A ganglion cyst is a fluid-filled swelling that develops near a joint or a tendon. The cyst can range in size, from the size of a pea to the size of a golf ball. Ganglion cysts look and feel like a smooth, soft lump under the skin. They are made up of a thick, clear, jelly-like fluid. Ganglions can occur alongside any joint in the body, but are most common on the wrist (particularly the back of the wrist), hand and fingers.

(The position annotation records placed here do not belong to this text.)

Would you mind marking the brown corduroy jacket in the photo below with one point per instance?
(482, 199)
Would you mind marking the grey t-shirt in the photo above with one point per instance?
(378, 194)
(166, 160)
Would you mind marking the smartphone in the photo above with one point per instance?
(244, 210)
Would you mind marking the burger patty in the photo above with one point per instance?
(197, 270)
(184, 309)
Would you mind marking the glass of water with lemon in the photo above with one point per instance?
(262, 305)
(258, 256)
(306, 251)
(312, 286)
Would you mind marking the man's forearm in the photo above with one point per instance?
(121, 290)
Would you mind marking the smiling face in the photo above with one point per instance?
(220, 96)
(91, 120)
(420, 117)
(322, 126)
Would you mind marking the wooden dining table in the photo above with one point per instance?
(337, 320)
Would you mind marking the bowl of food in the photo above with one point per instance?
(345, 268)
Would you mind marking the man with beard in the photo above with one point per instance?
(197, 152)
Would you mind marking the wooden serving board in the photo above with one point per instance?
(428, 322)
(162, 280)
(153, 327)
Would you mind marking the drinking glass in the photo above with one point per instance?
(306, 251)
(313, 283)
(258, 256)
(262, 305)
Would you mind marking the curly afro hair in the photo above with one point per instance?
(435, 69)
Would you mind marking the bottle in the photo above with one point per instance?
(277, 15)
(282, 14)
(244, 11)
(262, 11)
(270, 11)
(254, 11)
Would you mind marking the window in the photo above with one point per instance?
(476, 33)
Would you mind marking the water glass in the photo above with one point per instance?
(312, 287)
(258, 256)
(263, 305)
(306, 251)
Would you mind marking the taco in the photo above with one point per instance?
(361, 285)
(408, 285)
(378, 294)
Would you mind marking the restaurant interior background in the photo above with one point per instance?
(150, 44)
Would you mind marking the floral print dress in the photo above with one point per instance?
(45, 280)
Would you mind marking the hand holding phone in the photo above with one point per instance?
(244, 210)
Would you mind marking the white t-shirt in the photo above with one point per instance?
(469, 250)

Ganglions are generally harmless, but they can sometimes be painful, especially if they are next to a nerve. If they do not cause any pain or discomfort, they can be left alone, and may disappear without treatment, although this can take a number of years. Ganglions can occur spontaneously, after trauma to the wrist, or due to underlying artritis in the joint.
A consultation, involving a medical history and clinical examination, is usually sufficient to make a diagnosis. In most cases no investigations are needed, but occasionally depending on the location of the ganglion an ultrasound or MRI scan may be required. An X-ray may be taken to identify any degenerative disease in the joints, in certain patients.
Treatment is offered if the cyst causes pain, or affects the range of movement in a joint.
There are three main treatment options:
- Draining fluid out of the cyst with a needle and syringe (the medical term for this is aspiration). This can be performed in Mr Murray’s clinic
- Excising the cyst by way of surgery under local anaesthetic
- Excising the cyst through keyhole surgery, using a camera and specialised instruments, under general anaesthetic.
Following Surgery you can return to work usually after 1-2 weeks and return to sports after 2-4 weeks.